Factors which negatively effect student writing:
- English not being their native language.
- Students taking on too many courses, often a full-time load, even when they work full time and have families as well. Or taking classes in situations that are not conducive to academia. I had a student trying to do a grad course from an FOB in Pakistan. Doing history graduate work well requires a good library. It just does. For some things, there are no short cuts. Education is now seen by many in completely functional terms: It is something that can be done and "checked off" quickly to quickly result in higher pay. But the limits of human biology and the real depth and purpose of education contradict this. That includes writing well - it simply takes time.

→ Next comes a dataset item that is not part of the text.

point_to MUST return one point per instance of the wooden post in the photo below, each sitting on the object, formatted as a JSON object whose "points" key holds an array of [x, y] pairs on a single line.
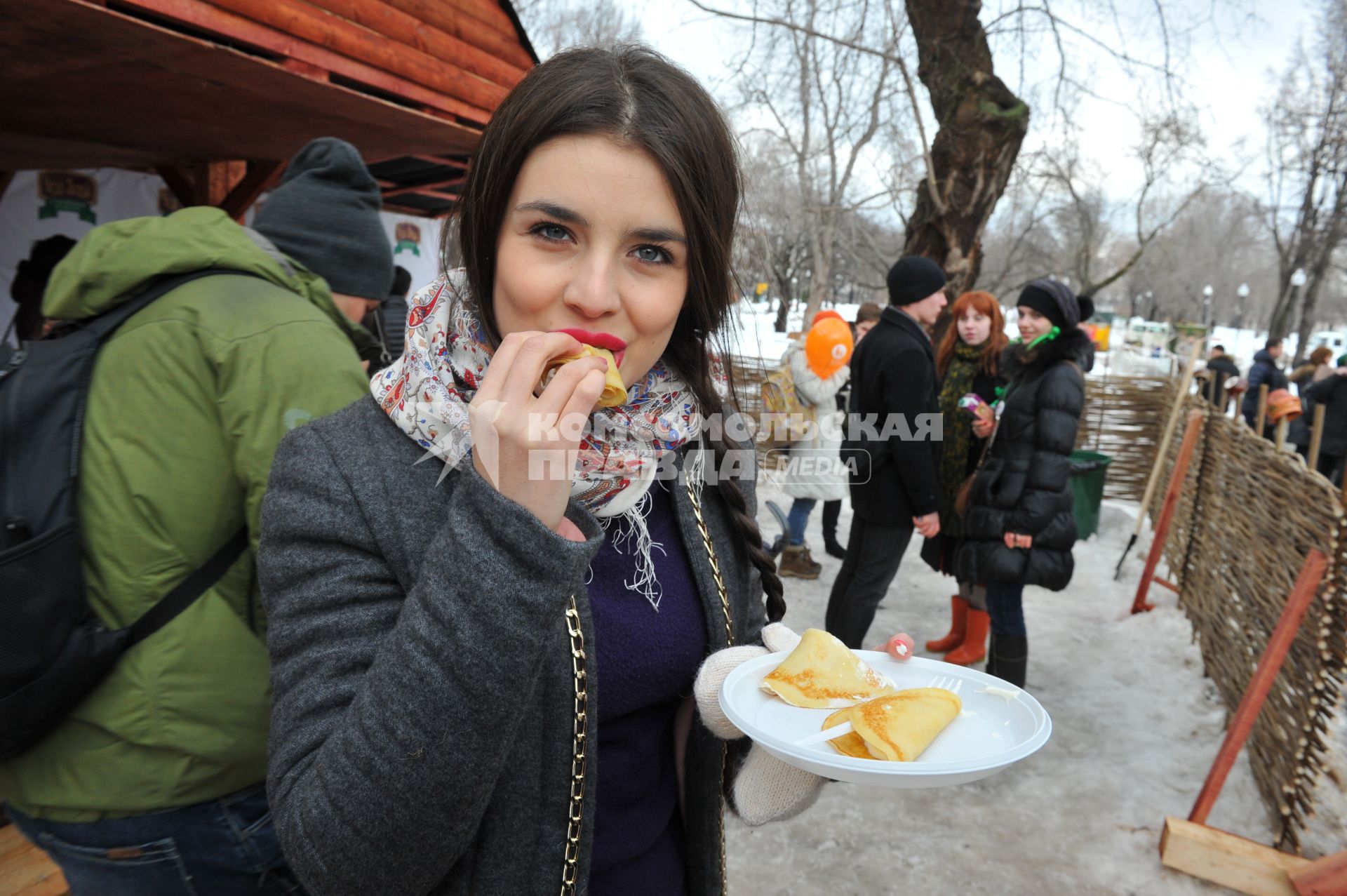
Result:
{"points": [[1273, 655], [262, 175], [1322, 878], [1171, 424], [1167, 511], [1316, 436], [1224, 859]]}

- The e-mail/chatroom/internet forum culture. This has gotten lots of people to write who wouldn't have written anything after high school 10 years ago. The down side is that it has led to an increase in viewing writing as something fast and informal. Clearly expressing complex ideas in a complete and concise fashion - something that takes practice - isn't practiced.
- Cutting and pasting from the internet leads not only to accusations of cheating, but leads to a lack of practice in writing. Online forum arguments which are waged by simply posting links at each other are similar.
- We just google for everything. Google offers lots and lots of garbage for "free." This leads us to lower our standards for what we consider "good": good information, good writing, good art, etc.
- Students watch TV and read blurbs on the internet instead of reading a lot of good writing. I don't want to idealize the past too much. I grew up on TV in the 1970s and video games in the 1980s. My parents grew up in the 1950s playing outside, not reading great literature all day. But the new media are now a) more pervasive and b) faster paced and c) the culture of discourse (Bill O'Reilly) is in rapid decline. This all leads to shorter attention spans and a sound-bite approach to everything (news, entertainment, art, literature, etc.).